You might want to read this explanation of the events your mention. To make a long story short, McIntyre and McKitrick made critical mistakes that exaggerated their findings (which were published in a social science journal that doesn't do peer review). Subsequent hockey stick graphs have been generated using the same data with different methods, different data with the same methods and different data with different methods.

Comment Re:Shocking... (Score 2) 600

I would guess that the source is an anti-vaccination site.

I found this dissection of his first quote, when I searched for "Dr. Bernard Greenberg". Basically, the good doctor appears to have been most concerned with how the media was overstating the effectiveness of the vaccine.

The other two quotes may be real as well, but both come from anti-vaccination campaigns, so while the quotes may be real, they are less likely to be truthful.

Comment Re:Yes, Global Cooling (Score 1) 433

Sure when you see the list of 70 articles, it looks compelling. However, a little thought should tell you that's it's pretty thin evidence for his claims. If you average it out, it's a mere 7 articles a year spread across the entire English speaking world. That not terribly surprising that some articles would be written about it, given the combination of some unusually cold weather and the not-yet-settled debate in the climate science about whether the long-term natural cooling trend (plus aerosols) or shorter-term anthropogenic warming trend would be the primary driver for climate change in the near future.

Of course, as I often find when I look at the Watt's Up blog, the evidence only passes a friendly cursory review.
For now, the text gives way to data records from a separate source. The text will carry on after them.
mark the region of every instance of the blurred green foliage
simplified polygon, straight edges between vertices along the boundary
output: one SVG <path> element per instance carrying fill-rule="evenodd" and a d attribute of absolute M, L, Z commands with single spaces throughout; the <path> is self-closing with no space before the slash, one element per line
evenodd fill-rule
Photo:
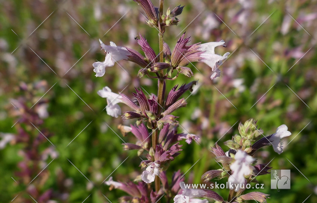
<path fill-rule="evenodd" d="M 179 35 L 175 36 L 186 31 L 187 37 L 191 36 L 192 43 L 223 39 L 227 47 L 217 47 L 216 52 L 232 53 L 220 67 L 223 73 L 216 81 L 209 79 L 209 67 L 195 63 L 189 65 L 194 73 L 193 78 L 182 75 L 176 81 L 167 81 L 168 93 L 177 84 L 199 80 L 199 88 L 190 96 L 189 93 L 184 94 L 185 98 L 189 97 L 187 106 L 178 110 L 176 115 L 180 116 L 180 132 L 184 127 L 201 137 L 199 145 L 181 141 L 183 150 L 171 163 L 168 177 L 180 169 L 186 173 L 189 183 L 201 183 L 201 176 L 206 171 L 220 168 L 209 151 L 210 146 L 219 140 L 219 145 L 228 150 L 222 143 L 238 133 L 239 122 L 253 118 L 258 120 L 265 135 L 275 132 L 282 124 L 292 133 L 286 139 L 281 154 L 268 146 L 256 155 L 259 163 L 268 163 L 274 159 L 269 164 L 273 169 L 291 170 L 291 189 L 279 192 L 270 189 L 269 175 L 257 177 L 265 185 L 260 191 L 270 195 L 268 202 L 301 202 L 312 194 L 305 202 L 316 202 L 316 25 L 301 21 L 310 36 L 291 19 L 288 32 L 281 32 L 289 8 L 292 11 L 289 13 L 298 20 L 314 13 L 316 5 L 309 1 L 298 0 L 240 1 L 165 1 L 165 9 L 181 3 L 186 5 L 179 25 L 168 28 L 165 35 L 171 50 Z M 248 7 L 246 2 L 253 3 Z M 124 193 L 109 191 L 102 182 L 110 175 L 115 180 L 133 180 L 141 174 L 139 165 L 141 160 L 136 152 L 122 150 L 121 139 L 132 143 L 135 139 L 131 134 L 122 136 L 117 128 L 122 122 L 121 118 L 111 117 L 102 110 L 106 102 L 96 92 L 107 86 L 114 92 L 124 90 L 123 93 L 130 96 L 134 87 L 141 86 L 149 93 L 155 93 L 157 81 L 137 78 L 139 68 L 126 61 L 107 68 L 105 75 L 100 78 L 94 76 L 92 64 L 96 60 L 103 61 L 105 57 L 100 51 L 98 38 L 105 44 L 111 41 L 139 50 L 133 39 L 139 32 L 158 52 L 157 30 L 144 24 L 142 12 L 132 1 L 14 0 L 1 5 L 0 49 L 4 68 L 0 71 L 0 105 L 3 107 L 0 131 L 18 136 L 11 127 L 18 118 L 10 115 L 9 110 L 12 108 L 10 99 L 23 96 L 18 88 L 21 83 L 47 82 L 46 89 L 30 99 L 29 107 L 56 83 L 42 98 L 49 101 L 49 116 L 37 127 L 54 134 L 50 140 L 59 154 L 47 169 L 49 175 L 45 187 L 58 190 L 55 180 L 62 174 L 72 182 L 65 202 L 81 202 L 89 195 L 86 202 L 107 202 L 103 194 L 116 202 Z M 246 17 L 239 17 L 239 13 Z M 204 29 L 208 26 L 204 22 L 211 20 L 208 20 L 210 15 L 217 25 L 206 31 Z M 203 38 L 206 32 L 209 35 Z M 295 51 L 300 52 L 300 57 L 292 55 Z M 235 85 L 238 79 L 243 81 L 242 84 Z M 123 111 L 128 109 L 121 108 Z M 193 118 L 197 109 L 201 113 Z M 124 123 L 128 125 L 133 121 Z M 46 143 L 43 149 L 50 145 Z M 0 150 L 3 180 L 0 199 L 3 202 L 11 201 L 26 189 L 26 186 L 12 180 L 17 179 L 15 171 L 19 170 L 17 164 L 22 158 L 18 154 L 23 148 L 22 144 L 9 144 Z M 92 186 L 69 161 L 91 181 Z M 227 191 L 215 191 L 226 199 Z M 256 190 L 248 190 L 252 191 Z"/>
Several of those 70 articles are repostings of the same article in different newpapers, and even more troubling is that some of the articles in that list aren't even about global cooling. For instance, they list a 1977 Times cover story called The Big Freeze. Apparently, it's about a cold and snowy winter, not a coming ice age.
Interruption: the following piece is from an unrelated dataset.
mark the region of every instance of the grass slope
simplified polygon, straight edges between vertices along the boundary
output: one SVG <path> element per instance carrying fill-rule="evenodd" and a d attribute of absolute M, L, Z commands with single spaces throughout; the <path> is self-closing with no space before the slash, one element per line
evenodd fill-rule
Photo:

Of course, this is not unexpected. Anthony Watts always seems to hold people who disagree with him to a much higher standard than those he agrees with. Just look at his treatment of Mueller who was an unquestionable god of climate science right up until he tried to tell Anthony Watts something he didn't want to hear, then suddenly he was a turn coat who sold out.

Comment Re:Five hundred years? (Score 1) 869

Think about it. Could you predict the sentiments of every human on the planet (over 4 billion) by asking the last 500 people born?

I think you need to think about this more. You are arguing that if I want to find out what people think about an issue now, let's say slavery, I should use a sample set that is spread across the entire lifetime of humanity. Is the opinion of someone who died 6000 years ago relevant to the modern view of slavery? Similarly, why would we care about the earth's climate 4 billion years ago, when determining if recent changes are man-made or not?

Comment Re:more pseudo science (Score 1) 869

When you are asked to peer review an article do you take it on faith that the author is correct, or do you check his work to see if he made any mistakes?

The claim isn't that you're perfect or all knowing, it's that you don't blindly trust your fellow scientists and instead subject their claims to scrutiny, especially when they are within your field of expertise.